Collar and lead - just get a baby puppy collar and lead for now - they grow so quickly, but initially it is good to just have something that is light and comfortable for them to wear - you can enjoy shopping for a beautiful collar once your pup is 5-6 months old. Get a small disc too. In the uk you need to have your name and address on their ID tag.


----------



## 2ndhandgal (Aug 29, 2011)

Lovely pups


----------



## Mazzapoo (Jul 28, 2013)

Aw! I bet you can't wait  that looks like a lovely clean and comfy bed for them all, I wonder if your future pup is one of those we can see?!!!


----------



## Marzi (Sep 17, 2012)

Mazzapoo said:


> Aw! I bet you can't wait  that looks like a lovely clean and comfy bed for them all, I wonder if your future pup is one of those we can see?!!!


It must be? There are 5 pups there - 4 choccy ones and the little black one (my pick - obviously )


----------



## DB1 (Jan 20, 2012)

This is such an exciting time, once they are 'real'. Dudley grew out of his first puppy collar really quickly, sadly I lost that (was in a handbag that was lost/stolen) but I still have his 2nd one and that still seems so tiny now!


----------



## liverpool1892 (Oct 24, 2014)

*chocolate or black cockapoos?*

chocolate or black cockapoos ? Either one is beautiful . :ilmc:

congrats ! 

The waiting time is hard . but just spend some times to look at puppy stuff.

Two things to remember .

First / When you see something DO NOT purchased it immediately . just wait and look around for more .

second / No matter what you purchase for new puppy , just think about few weeks ! because as he/she grow up you see new stuff and some stuff are not the good size anymore , such as collar or harness !

What I said was based on my experience as a new puppy owner .


----------



## mrjcb91 (Jan 20, 2015)

Thanks for all your help. 

As i am last on the waiting list, I don't know if I'm getting a male or female until the others have chosen. The breeder has been great about keeping us all informed, they all seem like gorgeous pups. 

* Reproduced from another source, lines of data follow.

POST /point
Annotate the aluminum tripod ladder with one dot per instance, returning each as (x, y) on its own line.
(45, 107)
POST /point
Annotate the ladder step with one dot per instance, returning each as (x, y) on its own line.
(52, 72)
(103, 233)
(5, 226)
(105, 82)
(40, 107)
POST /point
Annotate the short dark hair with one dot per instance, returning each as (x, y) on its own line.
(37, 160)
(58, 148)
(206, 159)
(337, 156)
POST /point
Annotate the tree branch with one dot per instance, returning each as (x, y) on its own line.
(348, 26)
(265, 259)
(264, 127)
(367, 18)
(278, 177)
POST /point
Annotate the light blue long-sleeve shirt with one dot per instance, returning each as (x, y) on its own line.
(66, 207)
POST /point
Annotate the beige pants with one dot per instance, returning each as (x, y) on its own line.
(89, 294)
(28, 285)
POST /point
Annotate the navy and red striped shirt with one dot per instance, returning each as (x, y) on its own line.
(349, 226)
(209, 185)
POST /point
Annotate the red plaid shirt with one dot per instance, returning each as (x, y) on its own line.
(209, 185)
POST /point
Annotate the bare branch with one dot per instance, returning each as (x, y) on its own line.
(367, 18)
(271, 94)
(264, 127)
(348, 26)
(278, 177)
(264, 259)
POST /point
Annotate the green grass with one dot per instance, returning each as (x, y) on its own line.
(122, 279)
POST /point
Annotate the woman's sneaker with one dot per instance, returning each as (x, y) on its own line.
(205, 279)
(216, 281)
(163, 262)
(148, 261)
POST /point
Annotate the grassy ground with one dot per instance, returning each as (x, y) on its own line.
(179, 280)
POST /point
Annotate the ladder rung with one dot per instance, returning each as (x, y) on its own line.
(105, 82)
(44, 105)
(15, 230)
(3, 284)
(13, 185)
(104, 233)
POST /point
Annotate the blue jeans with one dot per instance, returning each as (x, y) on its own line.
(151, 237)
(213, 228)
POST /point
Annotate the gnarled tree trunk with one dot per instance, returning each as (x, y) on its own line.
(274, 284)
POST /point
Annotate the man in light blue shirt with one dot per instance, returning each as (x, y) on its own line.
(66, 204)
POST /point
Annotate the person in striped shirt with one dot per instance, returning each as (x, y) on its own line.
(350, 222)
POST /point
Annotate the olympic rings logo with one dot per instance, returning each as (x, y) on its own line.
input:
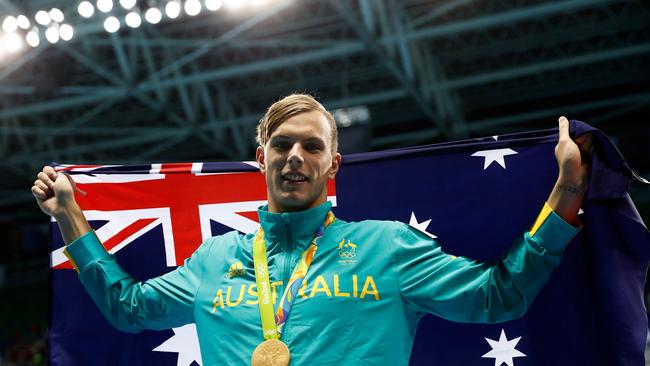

Would you say get one of those extendable leads?


----------



## Marzi (Sep 17, 2012)

Don't get an extendable lead... They are not great for training your pup to walk nicely on a lead and the best thing to do with your pup when in a safe place is to let her/him off the lead, the pup will stay close to you, honestly


----------



## Datun Walnut (Oct 15, 2013)

Marzi said:


> Don't get an extendable lead... They are not great for training your pup to walk nicely on a lead and the best thing to do with your pup when in a safe place is to let her/him off the lead, the pup will stay close to you, honestly


That's right, it's too easy to let the pup get away from you. For safety and bonding, a nice lightweight ordinary lead is best.

The waiting is the best of times....and the worst of times. Try to enjoy it as part of the puppy owning experience. Importantly, make lots of time for yourself and your family before your life becomes a whirl of piddles and sharp teeth. Try apologizing in advance for your short temper.


----------



## fairlie (Sep 7, 2013)

What Datun said, plus try to cram in all the things you'll never do again...like leave the house alone completely guilt free, and sleep in really late...and choose to remain inside to avoid really nasty weather...


----------



## Humspoff (Aug 26, 2014)

Don't buy expensive stuff for the puppy... It is likely to be chewed and need replacing quickly. We are on our third lead and we have only had Obi for three months. 

We got an extendable lead and agree with others that it hasn't ben much use... Other than another chew toy. What we do have is a very long lead though. Obi runs through the woods with this on him and we can grab the trailing end if he does run into trouble... Such as meeting cyclists, other dogs, humans who don't like dogs, dogs who don't like dogs... When we have finished walking in the woods, we put the short lead on him and immediately remind him about walking to heel with this lead.


----------



## Lisa2503 (Feb 24, 2015)

Hello everyone,

I am new to this forum but wanted to get a little advice about cavapoo collar sizes.

I am hoping to get a little girl cavapoo puppy in early summer and am already getting organised for her coming home.

My question is what size should I get for a 8 week old puppy does 7-9 inches sound ok also what size collars do they need when there full grown?

If I could have some advise I would be very grateful.

Lisa
X


----------